In 2018, the 130 largely rural counties that went for Kemp produced higher turnouts than the Abrams counties in both the early vote and the total vote. In the early vote, the Kemp counties produced 34.3 percent of their eligible vote versus 31.7 percent for the Abrams counties; by the time all the votes were tallied, the Kemp counties’ turnout was 62.1 percent versus 60.6 for the Abrams counties. That difference was arguably decisive.

So far this year, the Democrats appear to be doing a good bit better: the early vote turnout in the 29 Abrams counties (driven no doubt by Covid-19 concerns as well as heightened interest in the presidential race) is 51.8 percent versus 52.4 percent in the Kemp counties — a mere half-point difference.

Even with the improved numbers, Biden and the Democrats face some notable soft spots. One problem that seems to be repeating itself is the turnout performance difference between Metro Atlanta’s white north side and black south side.

For example, in the 2018 governor’s race, heavily white and overwhelmingly Republican Forsyth County, on Metro Atlanta’s northern edge, turned out 64.9 percent of its registered voters and gave Kemp 70.6 percent of those votes; the south side’s Clayton County, heavily black and Abrams’s strongest county, delivered only 54.4 percent of its available vote.

This year, the divide is even bigger so far: 67.6 percent of Forsyth’s registered voters have cast their ballots versus only 43.6 percent Clayton County’s. Other heavily-black, Democratic counties also seem to be under-performing in the early vote: Bibb County at 46 percent; Dougherty, 33.5 percent, and Richmond, 43.8 percent, among others.

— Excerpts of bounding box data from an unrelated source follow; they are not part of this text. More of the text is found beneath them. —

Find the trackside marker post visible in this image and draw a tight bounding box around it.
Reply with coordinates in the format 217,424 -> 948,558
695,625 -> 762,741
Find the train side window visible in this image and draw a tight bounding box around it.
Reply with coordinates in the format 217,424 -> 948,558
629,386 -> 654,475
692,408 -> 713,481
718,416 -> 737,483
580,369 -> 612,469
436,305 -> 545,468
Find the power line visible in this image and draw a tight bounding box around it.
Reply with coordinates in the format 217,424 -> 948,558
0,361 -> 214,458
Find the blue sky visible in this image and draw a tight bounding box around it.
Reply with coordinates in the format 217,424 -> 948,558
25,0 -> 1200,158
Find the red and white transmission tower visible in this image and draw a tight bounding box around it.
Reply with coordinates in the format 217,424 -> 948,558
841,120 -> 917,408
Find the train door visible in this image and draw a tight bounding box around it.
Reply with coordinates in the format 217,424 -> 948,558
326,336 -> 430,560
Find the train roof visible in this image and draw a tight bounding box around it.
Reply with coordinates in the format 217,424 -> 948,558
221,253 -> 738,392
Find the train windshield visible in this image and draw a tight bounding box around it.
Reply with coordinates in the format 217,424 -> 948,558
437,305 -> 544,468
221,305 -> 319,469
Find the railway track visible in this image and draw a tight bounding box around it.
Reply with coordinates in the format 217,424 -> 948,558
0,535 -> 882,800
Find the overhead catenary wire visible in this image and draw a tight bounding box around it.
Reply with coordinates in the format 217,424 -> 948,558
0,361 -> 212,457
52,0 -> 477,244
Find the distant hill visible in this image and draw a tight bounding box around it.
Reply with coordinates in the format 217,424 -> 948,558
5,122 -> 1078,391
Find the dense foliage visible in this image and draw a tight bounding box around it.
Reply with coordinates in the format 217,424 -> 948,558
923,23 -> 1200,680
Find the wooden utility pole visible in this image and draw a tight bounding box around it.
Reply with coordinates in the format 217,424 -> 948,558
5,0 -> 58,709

A final question is whether the state will continue the red-to-blue shift that has been taking place over the past several election cycles, and all these challenges are, of course, intertwined. Democrats lost Georgia by five points in the 2016 presidential race and by less than two in the governor’s race in 2018. If they can gain that much ground again this year, Biden will carry Georgia and win its 16 electoral votes. Pumping up those turnout percentages in Bibb, Dougherty and Richmond, et al, is probably key to that.